The other reason is to avoid creating the same Pattern object over and over. Every time you use one of the regex-powered methods in String (or the static matches() method in Pattern), it creates a new Pattern and a new Matcher. So this code snippet:

另一个原因是避免反复创建相同的模式对象。每次您在String中使用regex提供的方法(或者在Pattern中使用静态matches()方法)时,它都会创建一个新的模式和一个新的匹配器。这个代码片段:

for (String s : myStringList) {
    if ( s.matches("\\d+") ) {
        doSomething();
    }
}

...is exactly equivalent to this:

…完全等价于:

for (String s : myStringList) {
    if ( Pattern.compile("\\d+").matcher(s).matches() ) {
        doSomething();
    }
}

Obviously, that's doing a lot of unnecessary work. In fact, it can easily take longer to compile the regex and instantiate the Pattern object, than it does to perform an actual match. So it usually makes sense to pull that step out of the loop. You can create the Matcher ahead of time as well, though they're not nearly so expensive:

显然,这做了很多不必要的工作。实际上,编译regex并实例化模式对象要比执行实际的匹配花费更长的时间。所以把这个步骤从循环中拉出来通常是有意义的。你也可以提前创建Matcher,尽管它们并不是那么贵:

Pattern p = Pattern.compile("\\d+");
Matcher m = p.matcher("");
for (String s : myStringList) {
    if ( m.reset(s).matches() ) {
        doSomething();
    }
}

If you're familiar with .NET regexes, you may be wondering if Java's compile() method is related to .NET's RegexOptions.Compiled modifier; the answer is no. Java's Pattern.compile() method is merely equivalent to .NET's Regex constructor. When you specify the Compiled option:

如果您熟悉. net regexes,您可能想知道Java的compile()方法是否与. net的RegexOptions有关。编译修改器;答案是否定的。Java的Pattern.compile()方法仅仅等同于。net的Regex构造函数。当您指定编译选项时:

Regex r = new Regex(@"\d+", RegexOptions.Compiled); 

...it compiles the regex directly to CIL byte code, allowing it to perform much faster, but at a significant cost in up-front processing and memory use--think of it as steroids for regexes. Java has no equivalent; there's no difference between a Pattern that's created behind the scenes by String#matches(String) and one you create explicitly with Pattern#compile(String).

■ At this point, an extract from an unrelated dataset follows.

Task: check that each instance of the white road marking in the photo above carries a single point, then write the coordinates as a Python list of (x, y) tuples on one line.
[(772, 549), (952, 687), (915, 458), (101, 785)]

…它直接将regex编译为CIL代码,使其执行速度更快,但在预先处理和内存使用方面要付出巨大代价——可以将其视为regexes的类固醇。Java没有等价;在字符串#matches(String)创建的模式和使用模式#compile(String)显式创建的模式之间没有区别。

(EDIT: I originally said that all .NET Regex objects are cached, which is incorrect. Since .NET 2.0, automatic caching occurs only with static methods like Regex.Matches(), not when you call a Regex constructor directly. ref)

(编辑:我之前说过所有的。net Regex对象都被缓存,这是不正确的。由于。net 2.0,自动高速缓存只发生在静态方法(如Regex. matches()),而不是直接调用Regex构造函数时。ref)

#2


31  

Compile parses the regular expression and builds an in-memory representation. The overhead to compile is significant compared to a match. If you're using a pattern repeatedly it will gain some performance to cache the compiled pattern.

编译解析正则表达式并构建内存中的表示。与匹配相比,编译的开销非常大。如果您正在重复地使用一个模式,它将获得一些性能来缓存已编译的模式。

#3


13  

When you compile the Pattern Java does some computation to make finding matches in Strings faster. (Builds an in-memory representation of the regex)

在编译模式时,Java会进行一些计算,以便更快地在字符串中查找匹配项。(构建regex的内存中表示)

If you are going to reuse the Pattern multiple times you would see a vast performance increase over creating a new Pattern every time.

如果您打算多次重用该模式,那么每次都将看到一个巨大的性能增长,而不是创建一个新的模式。

In the case of only using the Pattern once, the compiling step just seems like an extra line of code, but, in fact, it can be very helpful in the general case.

在只使用模式一次的情况下,编译步骤看起来就像多了一行代码,但实际上,它在一般情况下非常有用。

#4


3  

It is matter of performance and memory usage, compile and keep the complied pattern if you need to use it a lot. A typical usage of regex is to validated user input (format), and also format output data for users, in these classes, saving the complied pattern, seems quite logical as they usually called a lot.

性能和内存使用问题,编译并保持遵守模式如果你需要使用它。一个典型的使用正则表达式来验证用户输入(格式),以及格式输出数据对于用户来说,在这些类,保存执行模式,似乎像他们通常称为逻辑。

Below is a sample validator, which is really called a lot :)

下面是一个示例验证器,它实际上被称为“很多”:

public class AmountValidator {
    //Accept 123 - 123,456 - 123,345.34
    private static final String AMOUNT_REGEX="\\d{1,3}(,\\d{3})*(\\.\\d{1,4})?|\\.\\d{1,4}";
    //Compile and save the pattern  
    private static final Pattern AMOUNT_PATTERN = Pattern.compile(AMOUNT_REGEX);


    public boolean validate(String amount){

         if (!AMOUNT_PATTERN.matcher(amount).matches()) {
            return false;
         }    
        return true;
    }    
}

As mentioned by @Alan Moore, if you have reusable regex in your code, (before a loop for example), you must compile and save pattern for reuse.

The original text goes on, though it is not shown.